Setting a CheckpointConfig doesn't seem to filter out checkpoints correctly

I’m having some problems where specifying CheckpointConfig doesn’t seem to have the expected outcome.

Here are some info about my setup and what I’m trying to do:

  • I’m using ray==2.8.1.
  • I’m running ray.tune experiments and I’m running each trials (2 trials) for a number of 6 iterations (max_t=6).
  • When calling tune.run, I’m specifying the following checkpoint_config:
checkpoint_config = ray.air.config.CheckpointConfig(
      num_to_keep=1,
      checkpoint_score_attribute="eval_metric", # Validated in my code
      checkpoint_score_order="min",
  )

When I run my tuning pipeline, I can see the ~/ray_results/ directory containing the following checkpoints for each of my trials:

image

I’d like to keep only the content of checkpoint_XXXXXX directory containing the best checkpoint and not the content of the checkpoints directory because I need to sync this to S3 using storage_path.
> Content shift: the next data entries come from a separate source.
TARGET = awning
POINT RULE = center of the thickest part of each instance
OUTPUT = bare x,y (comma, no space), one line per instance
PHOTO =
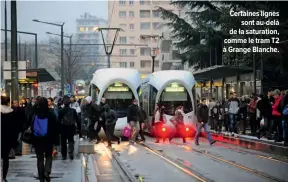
219,71
44,75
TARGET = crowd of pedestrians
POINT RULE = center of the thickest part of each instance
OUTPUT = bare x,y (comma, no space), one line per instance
264,115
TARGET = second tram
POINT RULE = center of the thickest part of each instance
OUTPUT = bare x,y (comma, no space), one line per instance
171,88
119,86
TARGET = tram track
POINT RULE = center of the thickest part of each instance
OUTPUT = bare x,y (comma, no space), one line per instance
220,159
175,163
96,169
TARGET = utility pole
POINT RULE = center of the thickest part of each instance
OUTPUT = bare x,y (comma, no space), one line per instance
153,51
14,56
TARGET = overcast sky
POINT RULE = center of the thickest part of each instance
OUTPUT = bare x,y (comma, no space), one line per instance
51,11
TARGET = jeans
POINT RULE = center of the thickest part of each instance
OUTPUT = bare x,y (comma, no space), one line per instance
44,150
206,129
64,138
19,147
110,133
233,122
283,127
135,129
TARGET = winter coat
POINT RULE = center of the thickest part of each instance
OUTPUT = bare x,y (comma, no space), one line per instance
9,134
202,113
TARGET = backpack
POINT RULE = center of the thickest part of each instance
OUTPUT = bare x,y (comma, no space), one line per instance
40,127
68,119
285,111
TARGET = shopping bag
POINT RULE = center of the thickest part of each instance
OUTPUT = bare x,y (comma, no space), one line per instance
127,131
262,122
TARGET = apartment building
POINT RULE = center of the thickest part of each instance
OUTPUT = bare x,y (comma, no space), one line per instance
137,19
86,33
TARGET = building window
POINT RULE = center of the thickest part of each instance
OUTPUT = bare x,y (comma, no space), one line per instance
145,63
132,51
157,25
156,63
122,14
123,52
145,26
122,25
131,14
123,65
122,2
144,13
123,40
131,27
95,29
131,39
145,51
81,29
156,13
131,64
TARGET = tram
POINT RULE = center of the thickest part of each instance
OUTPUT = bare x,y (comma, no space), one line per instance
119,86
170,88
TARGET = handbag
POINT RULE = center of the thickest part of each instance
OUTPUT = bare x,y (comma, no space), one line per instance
27,136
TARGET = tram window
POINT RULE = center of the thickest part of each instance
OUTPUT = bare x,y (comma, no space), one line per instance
172,100
119,101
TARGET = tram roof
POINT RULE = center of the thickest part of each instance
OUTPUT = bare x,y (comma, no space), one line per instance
160,78
102,77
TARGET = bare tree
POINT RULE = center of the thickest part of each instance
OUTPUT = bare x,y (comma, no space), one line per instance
72,70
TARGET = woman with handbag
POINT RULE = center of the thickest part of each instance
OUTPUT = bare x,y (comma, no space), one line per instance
9,133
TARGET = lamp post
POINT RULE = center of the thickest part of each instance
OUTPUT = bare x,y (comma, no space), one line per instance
62,60
69,59
14,56
153,54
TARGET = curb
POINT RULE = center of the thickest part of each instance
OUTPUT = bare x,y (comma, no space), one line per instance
123,167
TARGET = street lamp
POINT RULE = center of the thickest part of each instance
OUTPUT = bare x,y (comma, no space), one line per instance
70,55
62,60
153,54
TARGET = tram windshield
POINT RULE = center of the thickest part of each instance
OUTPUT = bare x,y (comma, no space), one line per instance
173,96
119,96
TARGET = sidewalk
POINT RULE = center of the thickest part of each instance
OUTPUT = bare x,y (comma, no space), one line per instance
250,142
24,169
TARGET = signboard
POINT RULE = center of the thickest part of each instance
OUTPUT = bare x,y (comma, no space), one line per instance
7,68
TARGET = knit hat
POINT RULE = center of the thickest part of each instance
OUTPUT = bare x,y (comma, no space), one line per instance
88,99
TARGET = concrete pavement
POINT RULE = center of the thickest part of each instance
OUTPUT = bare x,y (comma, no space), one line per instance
24,169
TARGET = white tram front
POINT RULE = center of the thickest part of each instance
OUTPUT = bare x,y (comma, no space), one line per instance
171,88
119,86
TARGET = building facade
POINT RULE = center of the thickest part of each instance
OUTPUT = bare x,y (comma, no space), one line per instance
87,33
137,19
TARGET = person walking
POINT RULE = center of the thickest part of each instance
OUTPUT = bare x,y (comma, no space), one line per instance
44,129
110,123
8,134
68,124
93,112
202,116
133,119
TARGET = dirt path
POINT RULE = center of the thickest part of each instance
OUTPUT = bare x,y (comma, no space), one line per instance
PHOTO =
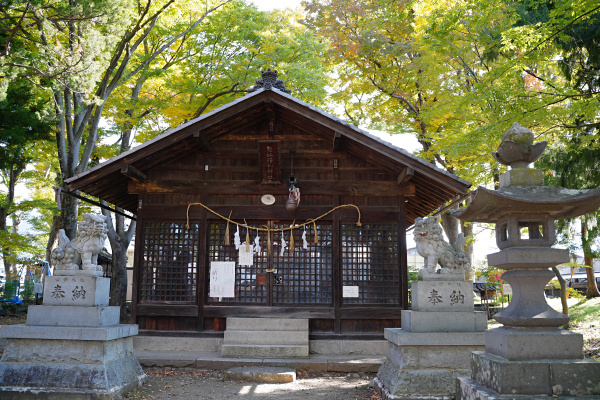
209,385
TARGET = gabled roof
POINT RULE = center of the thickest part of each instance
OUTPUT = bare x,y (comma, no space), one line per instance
109,179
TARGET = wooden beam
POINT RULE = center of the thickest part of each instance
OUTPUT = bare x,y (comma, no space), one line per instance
405,176
133,173
337,141
380,188
202,140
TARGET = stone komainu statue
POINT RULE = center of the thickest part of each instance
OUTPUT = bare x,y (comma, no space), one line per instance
434,249
83,250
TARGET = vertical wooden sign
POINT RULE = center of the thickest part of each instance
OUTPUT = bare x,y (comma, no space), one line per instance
270,161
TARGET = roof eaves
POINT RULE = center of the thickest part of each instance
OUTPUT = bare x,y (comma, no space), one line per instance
376,138
163,136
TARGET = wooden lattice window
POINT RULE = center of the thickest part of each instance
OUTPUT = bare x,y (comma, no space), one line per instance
169,262
305,275
370,263
301,277
247,289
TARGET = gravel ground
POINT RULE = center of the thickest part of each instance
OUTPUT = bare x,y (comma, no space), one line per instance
182,384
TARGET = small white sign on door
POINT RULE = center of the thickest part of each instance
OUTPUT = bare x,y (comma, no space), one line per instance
222,279
246,257
349,291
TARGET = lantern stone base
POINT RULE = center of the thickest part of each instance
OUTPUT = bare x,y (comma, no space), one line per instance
425,365
494,377
515,344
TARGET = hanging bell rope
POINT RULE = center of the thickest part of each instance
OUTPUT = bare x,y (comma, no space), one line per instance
247,237
267,229
227,241
292,249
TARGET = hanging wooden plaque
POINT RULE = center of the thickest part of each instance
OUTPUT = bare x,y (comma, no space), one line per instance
270,161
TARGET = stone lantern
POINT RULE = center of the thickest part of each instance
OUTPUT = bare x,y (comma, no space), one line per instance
529,355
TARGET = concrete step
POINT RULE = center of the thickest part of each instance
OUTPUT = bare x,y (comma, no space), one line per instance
260,374
266,337
264,351
267,324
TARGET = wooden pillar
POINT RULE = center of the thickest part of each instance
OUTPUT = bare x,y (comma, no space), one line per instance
201,271
337,267
403,256
137,258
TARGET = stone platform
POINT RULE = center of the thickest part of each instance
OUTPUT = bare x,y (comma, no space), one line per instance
425,365
74,348
434,345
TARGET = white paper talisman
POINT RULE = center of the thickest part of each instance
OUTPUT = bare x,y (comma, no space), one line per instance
349,291
222,279
246,257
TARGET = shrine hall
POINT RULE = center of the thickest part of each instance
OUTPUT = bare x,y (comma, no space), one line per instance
270,207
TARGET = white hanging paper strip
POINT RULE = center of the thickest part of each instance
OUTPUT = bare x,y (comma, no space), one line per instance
222,279
304,242
283,246
246,255
257,248
236,238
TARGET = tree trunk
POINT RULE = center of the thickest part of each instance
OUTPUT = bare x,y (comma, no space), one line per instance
467,230
592,288
119,239
52,237
5,212
450,225
563,290
69,214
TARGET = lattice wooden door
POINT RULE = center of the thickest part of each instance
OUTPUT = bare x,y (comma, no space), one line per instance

Storing all of those checkpoints and it’s taking quite a bit of space (each checkpoint being close to 1Gb). I thought I could achieve this using the checkpoint config object but somehow it’s not working properly.

What am I missing ? :thinking:

1 Like

cc @justinvyu for Tune

I am also observing num_to_keep is not working as expected.

I am using pytorch and ray-2.9.1. For finding good config, I have passed train.RunConfig() with num_to_keep=2 to tune.Tuner(). But still I can see more than 2 checkpoints and size keeps on increasing.
I tried searching example for pytorch with num_to_keep=2 for Tune, but couldn’t found one.

Please help by either providing correct approach or any latest usage example.

@Ruiyang_Wang

Any update on this?
This is concerning for us, we can’t rely on the number of checkpoints to keep.